By: Dr. John Ankerberg; ©1999
Book 4 starts with murder. Tom Riddle, Sr. (Voldemort’s father) is dead. He was murdered, along with his father and mother, 50 years ago in town of Little Hangleton. The gardener, Frank Bryce, was suspected of being the murderer, although there was never any evidence to convict him.

 

Harry Potter and the Goblet of Fire

Voldemort is hiding out in the old Riddle homestead along with his faithful servant Wormtail and his snake Nagini. He needs to drink Nagini’s venom on a regular basis to survive. Frank Bryce hears him talking to Wormtail about how and why he killed Bertha Jorkins. (p. 10) Frank is discovered by Nagini, and is then killed by Voldemort. (p. 15)

200 miles away, Harry is startled out of his sleep by visions of this scene.
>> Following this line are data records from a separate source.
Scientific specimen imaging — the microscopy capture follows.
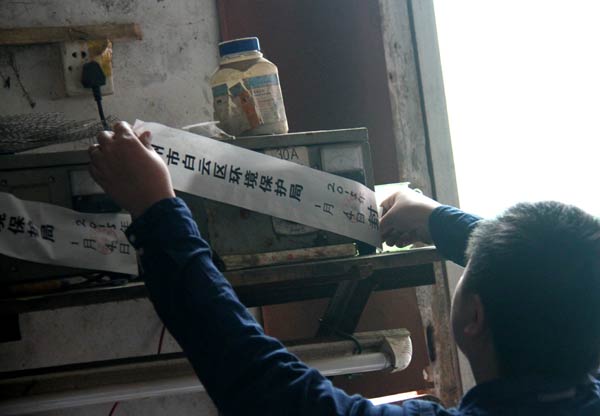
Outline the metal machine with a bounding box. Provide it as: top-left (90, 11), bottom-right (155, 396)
top-left (0, 128), bottom-right (374, 283)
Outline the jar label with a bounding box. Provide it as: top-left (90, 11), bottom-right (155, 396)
top-left (244, 74), bottom-right (286, 124)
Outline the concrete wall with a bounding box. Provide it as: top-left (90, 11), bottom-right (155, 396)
top-left (0, 0), bottom-right (223, 415)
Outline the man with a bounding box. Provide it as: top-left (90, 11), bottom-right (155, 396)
top-left (90, 123), bottom-right (600, 416)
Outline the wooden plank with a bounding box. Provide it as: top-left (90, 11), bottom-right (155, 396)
top-left (379, 0), bottom-right (461, 405)
top-left (0, 23), bottom-right (142, 45)
top-left (222, 243), bottom-right (356, 270)
top-left (379, 0), bottom-right (433, 195)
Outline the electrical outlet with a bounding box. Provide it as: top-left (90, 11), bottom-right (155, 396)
top-left (61, 40), bottom-right (114, 97)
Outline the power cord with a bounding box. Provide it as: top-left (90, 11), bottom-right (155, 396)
top-left (81, 61), bottom-right (110, 130)
top-left (108, 324), bottom-right (167, 416)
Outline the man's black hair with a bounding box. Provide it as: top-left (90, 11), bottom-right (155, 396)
top-left (464, 202), bottom-right (600, 377)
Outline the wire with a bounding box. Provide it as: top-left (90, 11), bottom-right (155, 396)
top-left (108, 324), bottom-right (167, 416)
top-left (156, 325), bottom-right (167, 355)
top-left (108, 402), bottom-right (119, 416)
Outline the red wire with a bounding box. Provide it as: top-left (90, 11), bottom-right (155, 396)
top-left (108, 402), bottom-right (119, 416)
top-left (108, 325), bottom-right (167, 416)
top-left (156, 325), bottom-right (167, 355)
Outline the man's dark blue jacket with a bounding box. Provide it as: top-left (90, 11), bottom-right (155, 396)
top-left (127, 198), bottom-right (600, 416)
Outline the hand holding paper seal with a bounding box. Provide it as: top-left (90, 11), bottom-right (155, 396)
top-left (89, 122), bottom-right (175, 218)
top-left (380, 187), bottom-right (440, 247)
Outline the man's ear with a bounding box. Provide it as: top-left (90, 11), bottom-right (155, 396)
top-left (463, 294), bottom-right (487, 338)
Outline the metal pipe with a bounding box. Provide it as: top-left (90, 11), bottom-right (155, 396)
top-left (0, 352), bottom-right (392, 416)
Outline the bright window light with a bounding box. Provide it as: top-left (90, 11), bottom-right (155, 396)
top-left (434, 0), bottom-right (600, 216)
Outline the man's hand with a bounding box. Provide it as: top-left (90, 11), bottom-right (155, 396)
top-left (379, 188), bottom-right (441, 247)
top-left (88, 122), bottom-right (175, 218)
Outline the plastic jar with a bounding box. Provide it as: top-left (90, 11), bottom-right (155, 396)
top-left (211, 38), bottom-right (288, 136)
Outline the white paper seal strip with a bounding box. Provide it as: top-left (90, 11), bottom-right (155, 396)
top-left (134, 120), bottom-right (381, 246)
top-left (0, 192), bottom-right (138, 275)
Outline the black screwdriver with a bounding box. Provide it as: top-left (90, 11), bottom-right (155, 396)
top-left (81, 61), bottom-right (110, 130)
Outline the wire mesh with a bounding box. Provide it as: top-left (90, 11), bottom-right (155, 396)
top-left (0, 113), bottom-right (118, 153)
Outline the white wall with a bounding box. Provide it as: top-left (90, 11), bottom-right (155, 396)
top-left (0, 0), bottom-right (223, 416)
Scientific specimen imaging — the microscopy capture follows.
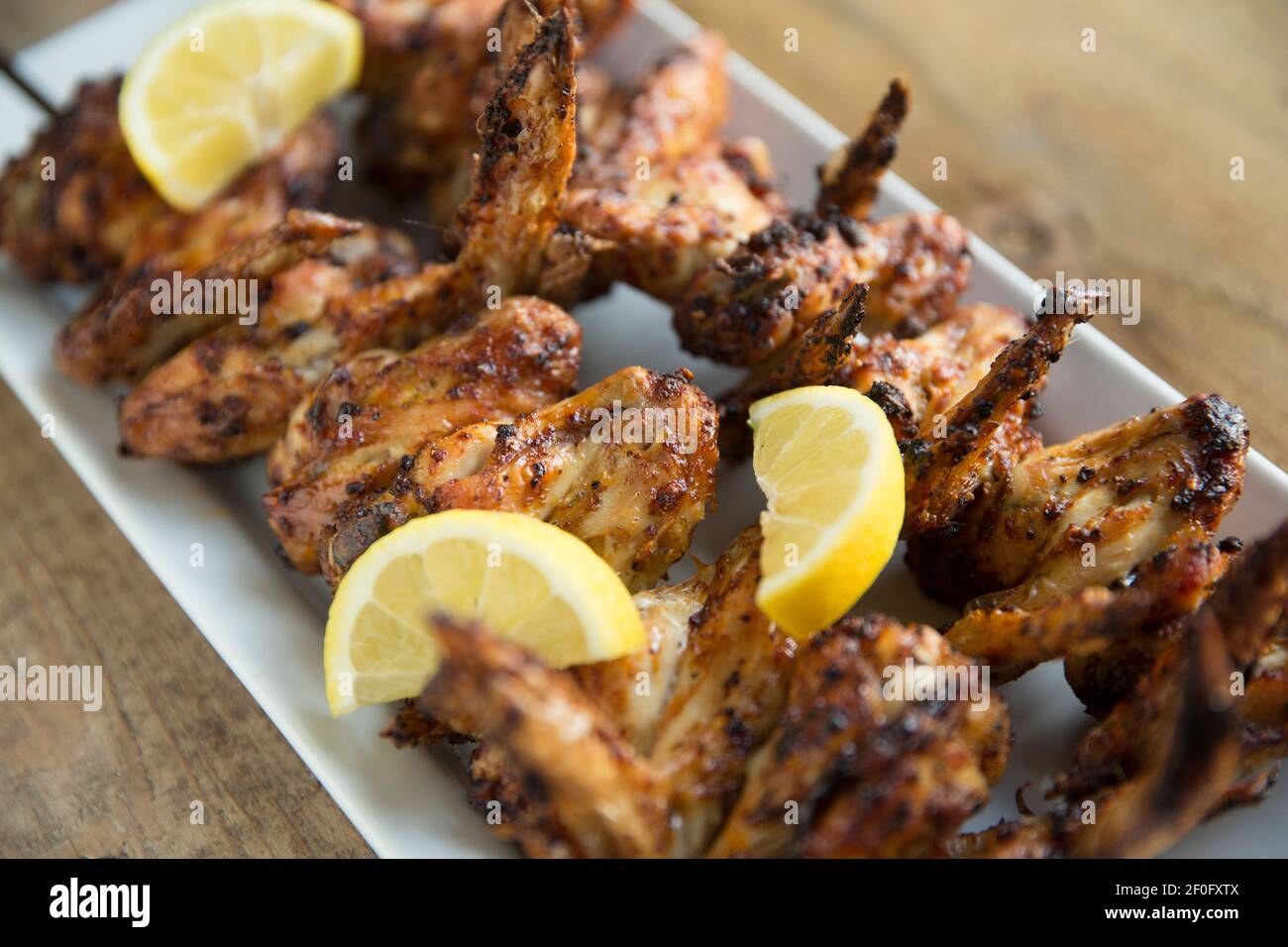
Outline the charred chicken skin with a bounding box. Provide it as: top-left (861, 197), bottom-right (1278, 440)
top-left (265, 296), bottom-right (581, 573)
top-left (409, 530), bottom-right (1010, 857)
top-left (108, 6), bottom-right (575, 463)
top-left (319, 368), bottom-right (716, 590)
top-left (0, 76), bottom-right (165, 282)
top-left (720, 286), bottom-right (1027, 460)
top-left (953, 523), bottom-right (1288, 858)
top-left (54, 116), bottom-right (338, 385)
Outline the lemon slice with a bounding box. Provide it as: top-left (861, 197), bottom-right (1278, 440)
top-left (119, 0), bottom-right (362, 211)
top-left (323, 510), bottom-right (644, 716)
top-left (750, 385), bottom-right (903, 638)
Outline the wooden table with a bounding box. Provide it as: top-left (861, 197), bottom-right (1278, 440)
top-left (0, 0), bottom-right (1288, 856)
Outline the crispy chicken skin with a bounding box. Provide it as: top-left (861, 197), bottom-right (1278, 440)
top-left (330, 0), bottom-right (506, 96)
top-left (1051, 523), bottom-right (1288, 808)
top-left (0, 76), bottom-right (165, 282)
top-left (119, 221), bottom-right (424, 464)
top-left (62, 210), bottom-right (376, 384)
top-left (905, 310), bottom-right (1248, 681)
top-left (563, 34), bottom-right (783, 301)
top-left (1056, 539), bottom-right (1240, 717)
top-left (319, 368), bottom-right (716, 590)
top-left (909, 394), bottom-right (1248, 609)
top-left (708, 614), bottom-right (1010, 858)
top-left (675, 213), bottom-right (970, 366)
top-left (954, 523), bottom-right (1288, 858)
top-left (121, 6), bottom-right (575, 463)
top-left (949, 608), bottom-right (1239, 858)
top-left (54, 116), bottom-right (338, 385)
top-left (720, 287), bottom-right (1029, 460)
top-left (406, 527), bottom-right (1010, 857)
top-left (571, 561), bottom-right (728, 756)
top-left (353, 0), bottom-right (634, 197)
top-left (454, 10), bottom-right (577, 297)
top-left (419, 617), bottom-right (670, 858)
top-left (263, 296), bottom-right (581, 573)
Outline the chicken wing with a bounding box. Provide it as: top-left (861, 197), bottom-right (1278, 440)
top-left (956, 523), bottom-right (1288, 857)
top-left (675, 214), bottom-right (970, 366)
top-left (54, 116), bottom-right (338, 384)
top-left (353, 0), bottom-right (632, 199)
top-left (708, 616), bottom-right (1010, 858)
top-left (121, 6), bottom-right (575, 463)
top-left (949, 609), bottom-right (1239, 858)
top-left (419, 617), bottom-right (670, 858)
top-left (909, 394), bottom-right (1248, 609)
top-left (815, 78), bottom-right (912, 220)
top-left (406, 527), bottom-right (1010, 857)
top-left (119, 221), bottom-right (422, 464)
top-left (0, 76), bottom-right (165, 282)
top-left (319, 368), bottom-right (716, 590)
top-left (263, 296), bottom-right (581, 573)
top-left (720, 287), bottom-right (1027, 460)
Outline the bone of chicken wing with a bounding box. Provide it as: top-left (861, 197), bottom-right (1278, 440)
top-left (675, 214), bottom-right (970, 366)
top-left (263, 296), bottom-right (581, 573)
top-left (319, 368), bottom-right (716, 588)
top-left (353, 0), bottom-right (632, 198)
top-left (815, 78), bottom-right (912, 220)
top-left (54, 116), bottom-right (336, 385)
top-left (720, 287), bottom-right (1027, 460)
top-left (119, 219), bottom-right (422, 463)
top-left (0, 76), bottom-right (165, 282)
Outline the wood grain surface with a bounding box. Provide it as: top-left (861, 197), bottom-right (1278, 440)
top-left (0, 0), bottom-right (1288, 857)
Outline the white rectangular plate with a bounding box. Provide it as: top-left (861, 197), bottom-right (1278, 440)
top-left (0, 0), bottom-right (1288, 857)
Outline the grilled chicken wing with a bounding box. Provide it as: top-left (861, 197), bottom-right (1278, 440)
top-left (121, 6), bottom-right (575, 463)
top-left (563, 34), bottom-right (783, 301)
top-left (815, 78), bottom-right (911, 220)
top-left (909, 395), bottom-right (1248, 609)
top-left (956, 524), bottom-right (1288, 858)
top-left (675, 214), bottom-right (970, 366)
top-left (319, 368), bottom-right (716, 588)
top-left (420, 618), bottom-right (670, 858)
top-left (353, 0), bottom-right (632, 198)
top-left (265, 296), bottom-right (581, 573)
top-left (54, 210), bottom-right (376, 384)
top-left (949, 594), bottom-right (1239, 858)
top-left (720, 287), bottom-right (1027, 460)
top-left (54, 116), bottom-right (338, 384)
top-left (0, 76), bottom-right (165, 282)
top-left (409, 527), bottom-right (1010, 857)
top-left (119, 221), bottom-right (422, 463)
top-left (708, 616), bottom-right (1010, 857)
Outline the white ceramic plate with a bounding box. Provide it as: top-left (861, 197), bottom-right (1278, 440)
top-left (0, 0), bottom-right (1288, 857)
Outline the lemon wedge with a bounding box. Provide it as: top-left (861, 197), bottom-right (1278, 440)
top-left (119, 0), bottom-right (362, 211)
top-left (323, 510), bottom-right (644, 716)
top-left (750, 385), bottom-right (905, 639)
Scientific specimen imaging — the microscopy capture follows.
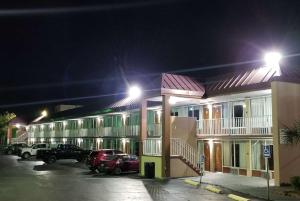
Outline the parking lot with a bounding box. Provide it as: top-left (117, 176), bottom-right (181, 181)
top-left (0, 154), bottom-right (246, 201)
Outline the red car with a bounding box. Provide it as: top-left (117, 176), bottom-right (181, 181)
top-left (87, 149), bottom-right (123, 171)
top-left (98, 154), bottom-right (139, 174)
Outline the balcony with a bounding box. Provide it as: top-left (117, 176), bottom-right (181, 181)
top-left (197, 116), bottom-right (272, 136)
top-left (143, 138), bottom-right (161, 156)
top-left (147, 124), bottom-right (162, 137)
top-left (31, 125), bottom-right (140, 138)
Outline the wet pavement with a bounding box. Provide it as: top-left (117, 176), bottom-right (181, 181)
top-left (0, 155), bottom-right (262, 201)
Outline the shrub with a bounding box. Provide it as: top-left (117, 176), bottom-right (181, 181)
top-left (291, 176), bottom-right (300, 190)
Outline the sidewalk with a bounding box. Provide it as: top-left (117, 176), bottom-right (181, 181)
top-left (186, 172), bottom-right (300, 201)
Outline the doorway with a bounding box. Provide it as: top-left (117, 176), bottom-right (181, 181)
top-left (204, 142), bottom-right (210, 171)
top-left (214, 143), bottom-right (222, 172)
top-left (212, 105), bottom-right (222, 134)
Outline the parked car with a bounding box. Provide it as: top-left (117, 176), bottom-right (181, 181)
top-left (97, 154), bottom-right (139, 175)
top-left (36, 144), bottom-right (91, 163)
top-left (18, 143), bottom-right (50, 159)
top-left (4, 143), bottom-right (28, 155)
top-left (87, 149), bottom-right (123, 171)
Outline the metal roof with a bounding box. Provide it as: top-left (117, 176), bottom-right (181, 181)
top-left (161, 73), bottom-right (205, 98)
top-left (204, 67), bottom-right (300, 96)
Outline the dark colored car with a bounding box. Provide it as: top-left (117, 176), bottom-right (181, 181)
top-left (4, 143), bottom-right (28, 155)
top-left (87, 149), bottom-right (123, 171)
top-left (36, 144), bottom-right (91, 163)
top-left (97, 154), bottom-right (139, 174)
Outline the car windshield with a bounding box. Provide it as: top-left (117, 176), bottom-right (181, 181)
top-left (90, 151), bottom-right (99, 157)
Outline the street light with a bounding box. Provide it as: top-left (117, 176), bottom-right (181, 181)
top-left (41, 110), bottom-right (48, 117)
top-left (128, 85), bottom-right (142, 99)
top-left (265, 52), bottom-right (282, 76)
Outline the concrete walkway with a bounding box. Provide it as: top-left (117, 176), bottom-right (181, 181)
top-left (185, 172), bottom-right (300, 201)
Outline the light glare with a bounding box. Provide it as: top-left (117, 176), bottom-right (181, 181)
top-left (265, 52), bottom-right (282, 68)
top-left (128, 86), bottom-right (142, 99)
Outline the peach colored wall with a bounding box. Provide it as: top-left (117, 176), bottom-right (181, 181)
top-left (271, 81), bottom-right (300, 186)
top-left (170, 117), bottom-right (197, 177)
top-left (171, 117), bottom-right (197, 150)
top-left (170, 158), bottom-right (198, 177)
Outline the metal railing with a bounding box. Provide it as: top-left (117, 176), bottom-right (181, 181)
top-left (11, 132), bottom-right (28, 143)
top-left (143, 138), bottom-right (161, 156)
top-left (197, 116), bottom-right (272, 135)
top-left (143, 138), bottom-right (197, 167)
top-left (30, 125), bottom-right (140, 138)
top-left (147, 124), bottom-right (162, 137)
top-left (171, 138), bottom-right (197, 167)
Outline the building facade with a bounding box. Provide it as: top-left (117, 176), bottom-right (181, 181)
top-left (22, 67), bottom-right (300, 185)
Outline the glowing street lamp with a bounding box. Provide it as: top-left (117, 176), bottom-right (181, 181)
top-left (41, 110), bottom-right (48, 117)
top-left (265, 52), bottom-right (282, 76)
top-left (128, 85), bottom-right (142, 99)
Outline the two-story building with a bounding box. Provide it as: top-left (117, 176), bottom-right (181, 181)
top-left (22, 64), bottom-right (300, 185)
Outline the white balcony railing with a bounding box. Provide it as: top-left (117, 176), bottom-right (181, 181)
top-left (143, 138), bottom-right (197, 167)
top-left (143, 138), bottom-right (161, 156)
top-left (31, 125), bottom-right (140, 138)
top-left (147, 124), bottom-right (162, 137)
top-left (197, 116), bottom-right (272, 135)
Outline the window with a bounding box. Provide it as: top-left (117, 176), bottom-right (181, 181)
top-left (231, 143), bottom-right (240, 167)
top-left (37, 144), bottom-right (46, 148)
top-left (251, 140), bottom-right (274, 170)
top-left (233, 105), bottom-right (244, 118)
top-left (188, 106), bottom-right (200, 120)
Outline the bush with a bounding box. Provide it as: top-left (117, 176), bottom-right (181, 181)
top-left (291, 176), bottom-right (300, 190)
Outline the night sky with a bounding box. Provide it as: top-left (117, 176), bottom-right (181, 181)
top-left (0, 0), bottom-right (300, 119)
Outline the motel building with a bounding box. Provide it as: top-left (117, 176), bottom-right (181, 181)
top-left (11, 60), bottom-right (300, 185)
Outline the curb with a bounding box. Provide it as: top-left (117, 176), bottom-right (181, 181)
top-left (184, 179), bottom-right (199, 186)
top-left (205, 185), bottom-right (223, 194)
top-left (227, 194), bottom-right (250, 201)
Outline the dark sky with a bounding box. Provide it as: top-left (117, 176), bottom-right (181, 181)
top-left (0, 0), bottom-right (300, 121)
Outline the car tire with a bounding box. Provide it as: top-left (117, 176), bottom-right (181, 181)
top-left (113, 167), bottom-right (122, 175)
top-left (47, 156), bottom-right (56, 164)
top-left (89, 167), bottom-right (97, 172)
top-left (76, 157), bottom-right (83, 162)
top-left (22, 152), bottom-right (30, 159)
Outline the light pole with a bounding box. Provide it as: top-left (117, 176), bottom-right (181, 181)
top-left (264, 52), bottom-right (282, 76)
top-left (128, 85), bottom-right (142, 99)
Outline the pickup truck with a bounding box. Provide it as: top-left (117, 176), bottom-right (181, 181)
top-left (18, 143), bottom-right (50, 159)
top-left (36, 144), bottom-right (90, 164)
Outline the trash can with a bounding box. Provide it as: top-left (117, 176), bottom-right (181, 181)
top-left (144, 162), bottom-right (155, 179)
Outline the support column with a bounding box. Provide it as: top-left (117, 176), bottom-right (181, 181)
top-left (161, 95), bottom-right (171, 177)
top-left (6, 126), bottom-right (12, 144)
top-left (139, 99), bottom-right (147, 159)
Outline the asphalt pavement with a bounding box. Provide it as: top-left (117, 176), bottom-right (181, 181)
top-left (0, 154), bottom-right (262, 201)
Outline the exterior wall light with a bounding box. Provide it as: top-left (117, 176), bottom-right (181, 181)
top-left (169, 96), bottom-right (177, 105)
top-left (63, 138), bottom-right (67, 144)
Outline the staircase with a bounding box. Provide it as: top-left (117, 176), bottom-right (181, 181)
top-left (11, 131), bottom-right (28, 143)
top-left (171, 138), bottom-right (200, 175)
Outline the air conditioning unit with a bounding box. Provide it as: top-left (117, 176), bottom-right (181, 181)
top-left (230, 168), bottom-right (239, 175)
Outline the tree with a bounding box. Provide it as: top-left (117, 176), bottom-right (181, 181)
top-left (0, 112), bottom-right (16, 143)
top-left (284, 120), bottom-right (300, 144)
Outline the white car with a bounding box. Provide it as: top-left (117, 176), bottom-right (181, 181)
top-left (19, 143), bottom-right (50, 159)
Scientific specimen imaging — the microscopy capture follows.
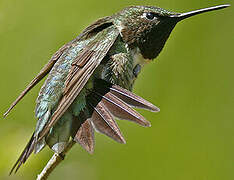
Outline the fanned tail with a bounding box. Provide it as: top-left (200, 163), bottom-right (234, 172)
top-left (9, 133), bottom-right (36, 175)
top-left (74, 79), bottom-right (159, 146)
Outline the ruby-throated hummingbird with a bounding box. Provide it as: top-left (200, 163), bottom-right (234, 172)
top-left (4, 5), bottom-right (229, 172)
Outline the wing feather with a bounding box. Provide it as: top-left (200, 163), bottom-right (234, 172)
top-left (3, 43), bottom-right (70, 118)
top-left (39, 26), bottom-right (119, 140)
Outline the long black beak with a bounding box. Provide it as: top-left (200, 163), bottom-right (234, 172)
top-left (170, 4), bottom-right (230, 21)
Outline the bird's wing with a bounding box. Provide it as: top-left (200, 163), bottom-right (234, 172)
top-left (3, 43), bottom-right (71, 117)
top-left (8, 17), bottom-right (119, 173)
top-left (38, 23), bottom-right (119, 140)
top-left (3, 16), bottom-right (113, 117)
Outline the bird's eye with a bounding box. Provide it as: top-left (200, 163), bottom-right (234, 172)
top-left (143, 12), bottom-right (155, 20)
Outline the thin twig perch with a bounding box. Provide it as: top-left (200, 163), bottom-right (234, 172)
top-left (36, 140), bottom-right (75, 180)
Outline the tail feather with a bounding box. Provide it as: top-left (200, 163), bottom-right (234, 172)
top-left (110, 85), bottom-right (160, 112)
top-left (74, 119), bottom-right (95, 153)
top-left (95, 79), bottom-right (160, 112)
top-left (95, 92), bottom-right (150, 127)
top-left (91, 101), bottom-right (126, 144)
top-left (9, 133), bottom-right (36, 175)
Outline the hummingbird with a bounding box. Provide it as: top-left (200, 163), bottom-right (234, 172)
top-left (4, 5), bottom-right (229, 173)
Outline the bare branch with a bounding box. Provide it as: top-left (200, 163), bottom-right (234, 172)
top-left (36, 140), bottom-right (75, 180)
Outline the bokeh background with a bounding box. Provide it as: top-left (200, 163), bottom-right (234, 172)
top-left (0, 0), bottom-right (234, 180)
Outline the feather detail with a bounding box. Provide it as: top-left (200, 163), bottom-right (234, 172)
top-left (3, 43), bottom-right (71, 118)
top-left (74, 119), bottom-right (95, 154)
top-left (9, 133), bottom-right (36, 174)
top-left (95, 92), bottom-right (150, 127)
top-left (110, 85), bottom-right (160, 112)
top-left (91, 101), bottom-right (126, 144)
top-left (95, 79), bottom-right (160, 112)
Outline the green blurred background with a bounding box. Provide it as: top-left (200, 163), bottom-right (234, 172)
top-left (0, 0), bottom-right (234, 180)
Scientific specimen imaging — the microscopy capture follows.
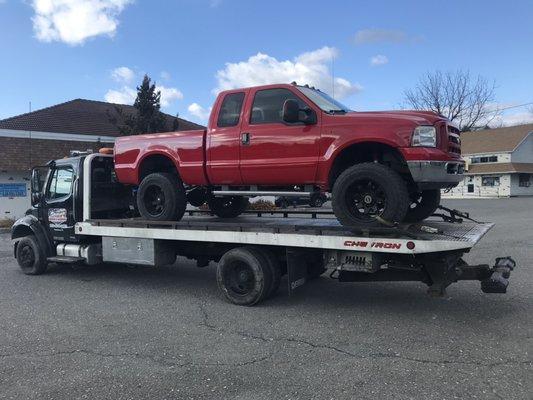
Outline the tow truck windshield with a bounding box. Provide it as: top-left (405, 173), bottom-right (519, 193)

Our Harry has developed pretty strong powers of ESP. And his scar starts hurting—a sure sign that Voldemort is near, or up to no good.

We find out, by way of a letter to Sirius that this summer has been better for Harry at the Dursleys. They are “terrified [Sirius Black—Harry’s godfather, who is still presumed to be a dangerous murderer] might turn up and turn them all into bats if I ask you to.” (p. 25)

Harry is invited to go to the Quidditch World Cup with the Weasleys (Ron’s family). He uses Sirius’s reputation to get permission from Uncle Vernon to go (although Ron promises to come get him anyway, even if Uncle Vernon says no (p. 36)—another example of disregard for authority—especially Muggle authority).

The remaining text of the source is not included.